Article Preview
TopIntroduction
Since in the real world there is vague information about different applications, fuzzy set theory has long been introduced to handle inexact and imprecise data (Zadeh, 1965). In fuzzy set theory, each object u ∈ U is assigned a single real value, called the grade of membership, between zero and one. (Here U is a classical set of objects, called the universe of discourse). Gau & Buehrer (1994) pointed out that the drawback of using the single membership value in fuzzy set theory is that the evidence for u ∈ U and the evidence against u ∈ U are in fact mixed together. In order to tackle this problem, Gau & Buehrer (1994) proposed the notion of allowing interval-based membership instead of using point-based membership as in fuzzy sets. The interval-based membership generalization in vague sets is more expressive in capturing vagueness of data. However, vague sets are shown to be equivalent to that of Intuitionistic Fuzzy Sets (IFSs) (Bustince & Burillo, 1996). For this reason, the interesting features for handling vague data that are unique to vague sets are largely ignored. We find that there are many interesting features of vague sets from a data modelling point of view. Atanassov (1986,1989) introduced the concept of intuitionistic fuzzy sets, which is also a generalization of the concept of fuzzy set. Gau & Buehrer (1994) introduced the concept of vague set. But Bustince & Burillo (1996) showed that vague sets are intuitionistic fuzzy sets. But later, in the literature Lu,A & Ng,W (2004, 2005) pointed out the differences between intuitionistic fuzzy sets and vague sets, and concluded in their work that, only vague sets can handle vague information better than intuitionistic fuzzy sets. Essentially, due to the fact that a vague set corresponds to a more intuitive graphical view of data sets, it is much easier to define and visualize the relationship of vague data objects.
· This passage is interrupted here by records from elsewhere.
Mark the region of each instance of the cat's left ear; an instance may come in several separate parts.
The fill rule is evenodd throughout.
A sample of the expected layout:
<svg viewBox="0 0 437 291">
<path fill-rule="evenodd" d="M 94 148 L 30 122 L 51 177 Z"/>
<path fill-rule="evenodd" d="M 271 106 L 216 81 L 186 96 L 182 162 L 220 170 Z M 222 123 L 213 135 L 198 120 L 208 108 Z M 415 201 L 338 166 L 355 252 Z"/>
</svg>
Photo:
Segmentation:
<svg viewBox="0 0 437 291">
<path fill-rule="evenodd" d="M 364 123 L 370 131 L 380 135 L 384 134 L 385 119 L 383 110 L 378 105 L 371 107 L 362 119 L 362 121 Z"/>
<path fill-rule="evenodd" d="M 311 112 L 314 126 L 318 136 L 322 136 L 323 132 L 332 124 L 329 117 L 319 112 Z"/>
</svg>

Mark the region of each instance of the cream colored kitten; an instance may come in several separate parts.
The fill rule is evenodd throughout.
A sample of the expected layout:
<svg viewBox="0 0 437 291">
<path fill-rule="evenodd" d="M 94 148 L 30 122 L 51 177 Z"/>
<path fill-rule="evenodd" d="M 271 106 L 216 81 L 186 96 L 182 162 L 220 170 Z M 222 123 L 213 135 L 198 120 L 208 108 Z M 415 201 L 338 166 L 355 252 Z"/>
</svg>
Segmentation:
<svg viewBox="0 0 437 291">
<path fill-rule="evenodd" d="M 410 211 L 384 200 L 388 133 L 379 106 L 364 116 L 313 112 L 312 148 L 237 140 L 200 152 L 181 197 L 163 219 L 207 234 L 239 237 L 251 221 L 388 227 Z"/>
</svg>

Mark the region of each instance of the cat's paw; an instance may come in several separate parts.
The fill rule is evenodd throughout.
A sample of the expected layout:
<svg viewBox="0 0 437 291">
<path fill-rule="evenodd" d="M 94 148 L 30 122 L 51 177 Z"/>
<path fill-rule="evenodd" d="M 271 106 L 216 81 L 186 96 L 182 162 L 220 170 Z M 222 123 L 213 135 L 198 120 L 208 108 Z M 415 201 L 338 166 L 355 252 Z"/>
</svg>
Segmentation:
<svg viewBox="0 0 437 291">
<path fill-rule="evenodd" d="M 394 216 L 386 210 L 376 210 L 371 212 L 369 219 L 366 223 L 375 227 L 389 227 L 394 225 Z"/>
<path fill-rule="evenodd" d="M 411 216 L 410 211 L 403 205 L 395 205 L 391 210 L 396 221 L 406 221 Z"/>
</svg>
Decision-making is the process of finding the best option from all of the feasible alternatives. Sometimes, decision-making problems considering several criteria are called multi-criteria decision-making (MCDM) problems. The MCDM problems may be divided into two kinds. One is the classical MCDM problems (Hwang & Yoon,1981), among which the ratings and the weights of criteria are measured in crisp numbers. Another is the fuzzy multiple criteria decision-making (FMCDM) problems, among which the ratings and the weights of criteria evaluated on imprecision and vagueness are usually expressed by linguistic terms, fuzzy numbers or intuition fuzzy numbers. As the vague set (Bustince & Burillo,1996) took the membership degree, non-membership degree and hesitancy degree into account, and has more ability to deal with uncertain information than traditional fuzzy set, lots of scholars pay attentions to the research of vague sets. Atanassov & Gargov (1989) extended the intuition vague set and proposed the concept of interval intuition vague set, also named interval vague set. Interval vague set has more ability to express vagueness and uncertainty.